Understanding Lexicology: Lexical and Semantic Fields

Understanding Lexicology

The lexicon is the set of words that form a language. Lexicology is the discipline that studies the structure, formation, and organization of words. Specifically, it looks at:

  • The inventory of lexical units (words), which contains lexemes, morphemes, and derivative formant cults. This list is extendable in certain categories and closed in others.
  • The set of rules that allow the formation of new words.
  • The set of rules and restrictions governing the combination of lexical units according to the basic meaning. For example, the verb requires an animated breathing agent (dog sick or adjective …); kindly be referred to a mortal being considered, such person.
  • Lexical fields.

The Lexical Field

A lexical field is a set of lexemes in the same speech about the meaning and organized according to semantic relations that can be established between the units that form part.

  • Semantic inclusion

Semantic inclusion relations are properly ordered so that the units of the lexical field are more general to more particular and vice versa. Between the lexical field of citrus fruit, orange, or tangerine, different relationships are established:

  • Hyperonymy. A hyperonym is a word of another, or a series of words when the meaning is more generic than that of words which includes in its capacity designation. Fruit is a hyperonym of orange and tangerine. Community portal dictionaries use the definitions to head.
  • Hyponymy. A word is a hyponym of another when its meaning is more specific. Citrus, for example, is a hyponym of fruit, and mandarin orange and so are their hyperonym citric.
  • Cohyponymy. Two words are cohyponyms when sharing a hyperonym, opposed to a semantic feature, but similar to most features. Orange and mandarin are cohyponyms.
  • Semantic similarity

Semantic similarity exists within fields between lexical units with a similar or identical meaning. These relationships are also called synonymy. There are three types:

  • Totals are synonymous words and interchangeable in all contexts that mean the same thing. Ass / donkey
  • Synonyms are words that geographical or geosinonyms mean exactly the same in one or another geographical variety. Exit (Catalan general) / exit (including Valencia)
  • Partial synonyms are words with similar meanings, but with some distinctive feature that makes them interchangeable in some contexts but not in all. Talk / chat
  • Semantic opposition

Semantic opposition exists within the camps between lexical units with an opposed meaning. Called antonymy, it is found in three different situations:

  • Two words are complementary antonyms when the assertion of one involves the negation of the other, so both together cover all possible meanings. Unmarried / Married
  • Two words are gradual antonyms when the polar opposition is gradual and there is an intermediate between that means and what one expresses the other. Between large and small, medium exists.
  • Two words are relational antonyms when a sense and gives reason for another. Teachers / students

The Semantic Field

A semantic field is a set of lexemes of different grammatical categories and related to the meaning or scope or social activity in which they usually appear. A semantic field usually contains various lexical fields.
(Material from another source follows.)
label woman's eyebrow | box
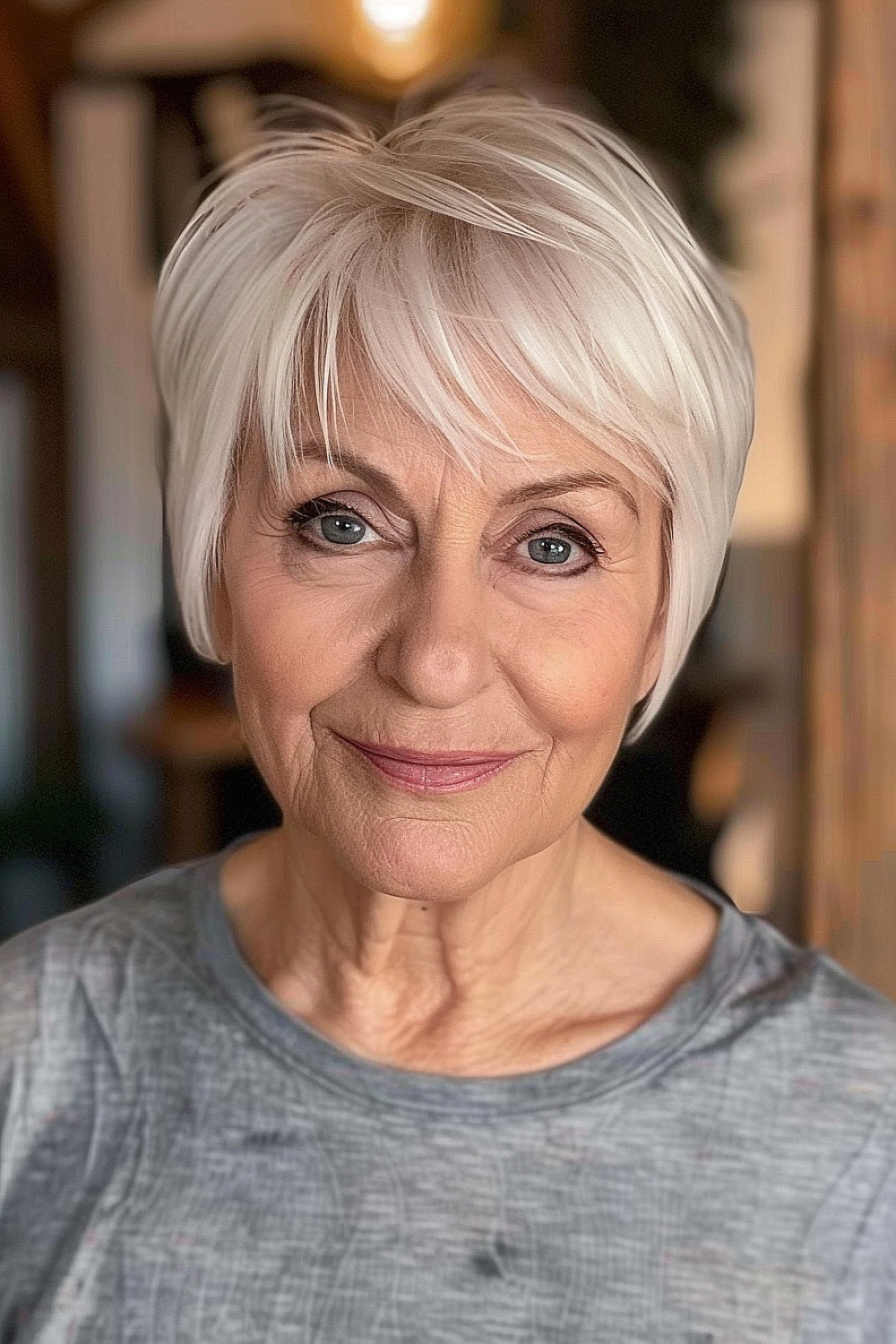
[292,443,641,521]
Dictionaries and Lexicography

Lexicography is the applied branch of lexicology that handles the preparation of dictionaries. In addition to collecting the lexicon of languages, dictionaries are tools that aim to meet certain requirements for consultation, which respond with different types of dictionaries.
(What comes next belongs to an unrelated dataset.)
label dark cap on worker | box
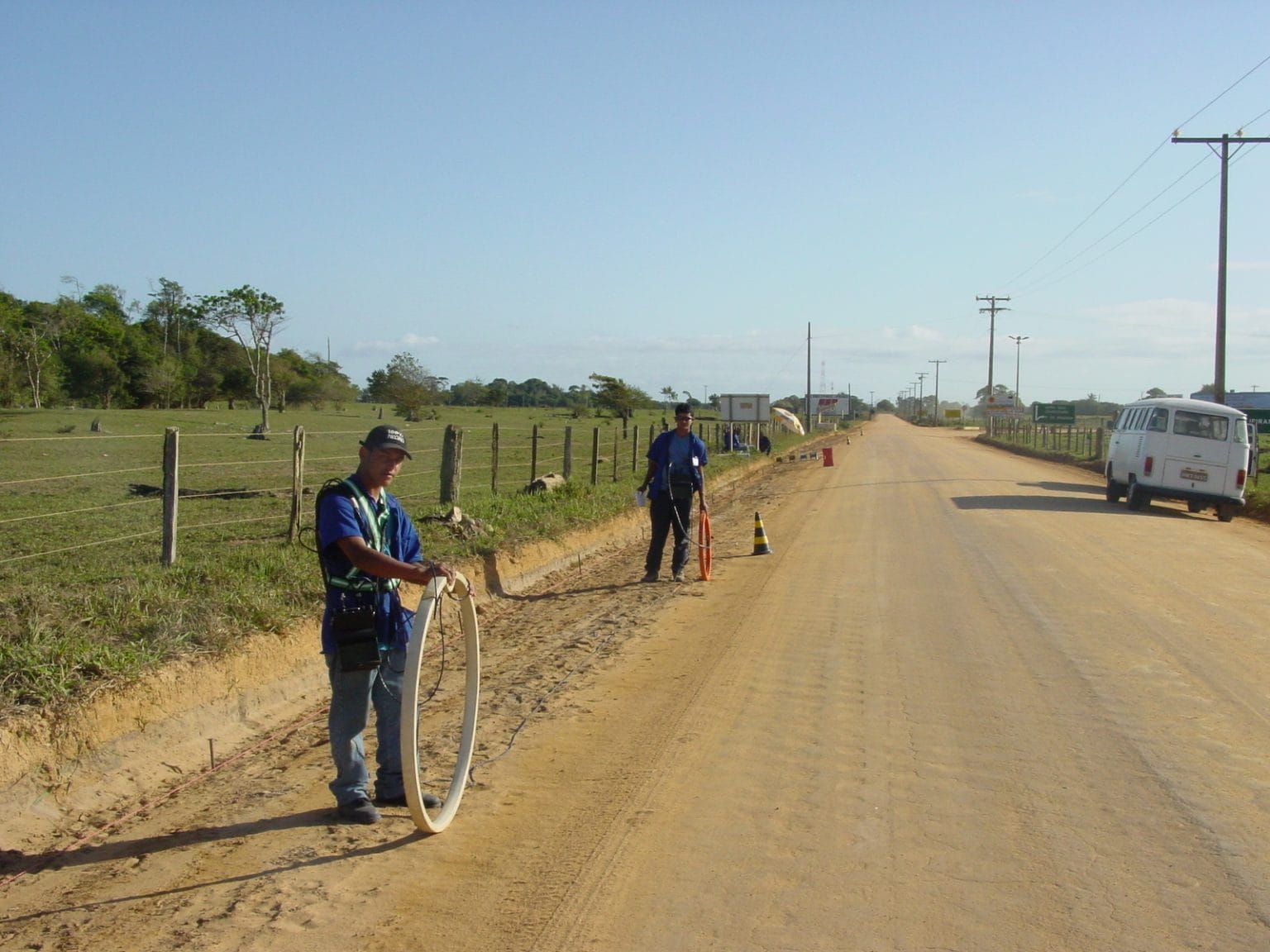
[362,426,414,459]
  • The macrostructure of a dictionary is the list of entries and contains everything that has to do with it, such as the choice that justifies these inputs and their management.
  • The microstructure of a dictionary is the organization of the information collected about each word according to the purpose of the dictionary: grammatical information, semantic information, usage examples, and syntagmatic compounds that have the word as a core element.